Immunovaccine expects a large randomized Phase II trial of DPX-Survivac to be initiated in 2014 in ovarian cancer. The 250 patient trial will be sponsored and conducted by Canada’s NCIC Clinical Trials Group (NCIC CTG). Additionally, researchers at the University of Rome are planning to initiate a Phase l/II trial of DPX-Survivac in glioblastoma (brain cancer).
DepoVax™ is a patented formulation that provides controlled and prolonged exposure of antigens plus adjuvant to the immune system, resulting in a strong, specific and sustained immune response with the capability for single-dose effectiveness. The DepoVax platform possesses impressive flexibility, allowing it to work with a broad range of target antigens in various therapeutic applications. The technology is also commercially scalable, with potential for years of stability and ease of use in the clinic.
DPX-Survivac consists of survivin-based peptide antigens formulated in the DepoVax™ adjuvanting platform. Survivin has been recognized by the National Cancer Institute (NCI) as a promising tumor-associated antigen (TAA) because of its therapeutic potential and its cancer specificity. Survivin is broadly over-expressed in solid tumors and blood cancers including ovarian, breast, colon and lung cancers, among others. Survivin plays an essential role in antagonizing apoptosis, supporting tumor-associated angiogenesis, and promoting resistance to various anti-cancer therapies. Survivin is also a prognostic factor for many cancers and it is found in high percentage of cancer patients.
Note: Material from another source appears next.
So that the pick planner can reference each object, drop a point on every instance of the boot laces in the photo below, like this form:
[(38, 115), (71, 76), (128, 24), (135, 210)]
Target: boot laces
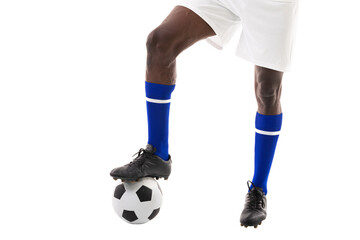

The DPX-Survivac vaccine is thought to work by eliciting a cytotoxic T cell immune response against cells presenting survivin peptides on HLA class I molecules. This targeted therapy attempts to use the immune system to actively search for tumor cells expressing survivin and destroy them.
Immunovaccine Inc. develops cancer immunotherapies and infectious disease vaccines based on the Company’s DepoVax™ platform, a patented formulation that provides controlled and prolonged exposure of antigens and adjuvants to the immune system. Immunovaccine has advanced two T cell activation therapies for cancer through Phase I human clinical trials. Lead cancer vaccine therapy, DPX-Survivac, is expected to enter Phase II clinical studies in 2014, in ovarian cancer and glioblastoma (brain cancer). The Company is also advancing an infectious disease pipeline including innovative vaccines for respiratory syncytial virus (RSV) and anthrax.